Bruxelles – Nessuna decisione attesa, ma il Parlamento europeo torna, dopo 11 anni, a lavorare sul regolamento sui diritti dei passeggeri aerei. Un file bloccato in Consiglio, su cui l’Eurocamera attendeva un confronto dal 2014, anno in cui i deputati europei hanno definito la posizione istituzionale. Dopo il via libera degli Stati membri raggiunto la scorsa settimana, ora si può riprendere il discorso negoziale. E’ l’inizio di un percorso che si annuncia tortuoso, perché la posizione adottata dai 27 è quantomeno controversa. “Si tutelano le compagnie aeree, riducendo i rimborsi e aumentando i tempi per ottenerli“, critica Pierfrancesco Maran (Pd/S&D), alla vigilia dei lavori dell’Aula.
Secondo le regole vigenti per i passeggeri aerei esiste la possibilità di richiedere un risarcimento compreso tra i 250 e i 600 euro per ritardi pari o superiori alle 3 ore. Con le modifiche che vorrebbero introdurre gli Stati membri i passeggeri potranno venire rimborsati fino a 300 euro per ritardi superiori alle 4 ore sui voli intra-Ue e nelle tratte inferiori ai 3500 chilometri, e fino a 500 euro per ritardi di oltre 6 ore sui viaggi più lunghi. In caso di annullamento del viaggio, le compensazioni potranno essere richieste solo se la notifica della cancellazione del volo avviene a meno di 14 giorni dalla partenza, e spetta alla compagnia aerea fornire i moduli precompilati per fare domanda di rimborso.

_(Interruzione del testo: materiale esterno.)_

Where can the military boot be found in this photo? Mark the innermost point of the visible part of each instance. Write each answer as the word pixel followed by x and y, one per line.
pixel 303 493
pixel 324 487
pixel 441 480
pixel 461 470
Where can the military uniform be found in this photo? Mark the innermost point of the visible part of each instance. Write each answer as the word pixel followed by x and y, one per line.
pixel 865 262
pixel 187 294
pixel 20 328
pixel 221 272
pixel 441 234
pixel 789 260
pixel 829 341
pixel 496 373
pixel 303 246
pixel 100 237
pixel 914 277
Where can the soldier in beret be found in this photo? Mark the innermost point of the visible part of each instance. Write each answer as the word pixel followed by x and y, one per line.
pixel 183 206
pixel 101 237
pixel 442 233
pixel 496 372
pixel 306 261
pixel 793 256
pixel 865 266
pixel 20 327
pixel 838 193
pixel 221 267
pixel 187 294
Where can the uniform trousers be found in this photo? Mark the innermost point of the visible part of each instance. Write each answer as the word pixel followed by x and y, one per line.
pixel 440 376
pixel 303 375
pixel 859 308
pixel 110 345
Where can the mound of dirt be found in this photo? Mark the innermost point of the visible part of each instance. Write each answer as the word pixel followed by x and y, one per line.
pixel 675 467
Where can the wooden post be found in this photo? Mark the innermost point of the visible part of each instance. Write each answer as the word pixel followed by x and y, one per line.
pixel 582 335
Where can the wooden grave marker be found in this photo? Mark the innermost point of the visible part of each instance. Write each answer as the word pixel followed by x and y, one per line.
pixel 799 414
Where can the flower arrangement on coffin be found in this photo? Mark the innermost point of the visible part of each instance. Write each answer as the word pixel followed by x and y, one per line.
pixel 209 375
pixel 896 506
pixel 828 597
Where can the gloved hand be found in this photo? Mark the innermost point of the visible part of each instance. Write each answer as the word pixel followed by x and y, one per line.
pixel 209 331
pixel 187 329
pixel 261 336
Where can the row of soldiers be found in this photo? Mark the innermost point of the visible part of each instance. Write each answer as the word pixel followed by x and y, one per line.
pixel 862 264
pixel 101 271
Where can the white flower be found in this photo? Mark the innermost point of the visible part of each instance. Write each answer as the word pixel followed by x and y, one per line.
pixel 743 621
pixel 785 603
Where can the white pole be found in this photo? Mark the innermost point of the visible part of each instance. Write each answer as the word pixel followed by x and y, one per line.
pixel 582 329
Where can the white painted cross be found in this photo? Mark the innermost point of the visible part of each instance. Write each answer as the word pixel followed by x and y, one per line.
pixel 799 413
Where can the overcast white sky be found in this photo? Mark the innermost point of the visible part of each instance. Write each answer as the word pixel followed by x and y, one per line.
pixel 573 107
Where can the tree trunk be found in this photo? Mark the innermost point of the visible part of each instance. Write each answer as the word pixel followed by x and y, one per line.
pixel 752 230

Il dibattito previsto per il tardo pomeriggio del 17 giugno si annuncia dunque incandescente, visto un Parlamento più vicino alle istanze dei cittadini a differenza di un Consiglio più in sintonia con le esigenze delle compagnie. Un primo round, che servirà a capire come potrà finire, dopo 11 anni di attesa, la contrapposizione tra compagnie aeree da una parte e passeggeri e loro diritti dall’altra
Medio Oriente e Ungheria, nuove divisioni e nuovi scontri
Nell’Ue divisa in materia di trasporti e diritti degli utenti, c’è un Parlamento che procede in ordine sparso sul grande tema di attualità che figura nell’agenda del Parlamento riunito in sessione plenaria: Israele. L’attacco israeliano in Iran agita e divide i diversi schieramenti. I portavoce dei rispettivi gruppi mostrano tutto lo spettro di possibile vedute, che non porta a reazioni unitarie. I popolari (Ppe) hanno chiesto di poter tenere un dibattito tutto nuovo sull’accaduto, i socialisti (S&D) si dichiarano “preoccupati” per il rischio di una possibile escalation in tutta la regione del Medio Oriente e anche oltre, esortando tutte le parti da astenersi azioni che possano peggiorare la situazione e chiedendo “la sospensione delle relazioni commerciali” tra Unione europea e Stato ebraico. Richieste analoghe quelle dei liberali (Re), che sostengono gli sforzi dell’Alto rappresentante per la politica estera e di sicurezza, Kaja Kallas, “rivedere l’accordo di associazione Ue-Israele“.
Il gruppo de la Sinistra accusa Israele di “genocidio” a Gaza e chiede linea dura con “embargo sulle armi, sospensione dell’accordo di associazione Ue-Israele, e di dare seguito al mandato di arresto per Netanyahu“. Sono i gruppi della destra euro-scettica e sovranista a venire incontro a Israele: “L’Iran sta minacciando Israele e qui c’è una questione di sopravvivenza. Israele ha il diritto di difendersi“, la posizione dei Patrioti (PfE), mentre dalle fila dei Conservatori (Ecr) giunge la richiesta di non mettere insieme e sullo stesso piano la situazione di Gaza con l’Iran.
Infine sarà l’Ungheria di Viktor Orban a tenere banco, con almeno due discussioni: la relazione sullo stato di diritto della Commissione europea (17 giugno, attorno alle 13:30) e il dibattito sulla libertà di associazione e riunione in Ungheria e necessità di intervento della Commissione (18 giugno, alle 13:00). I gruppi di destra insistono sulla necessità di non interferire con questioni di politica interna di Stati indipendenti e sovrani, mentre socialisti, liberali, Verdi, e sinistra radicale marciano compatti per fare nuove pressioni sul governo di Budapest.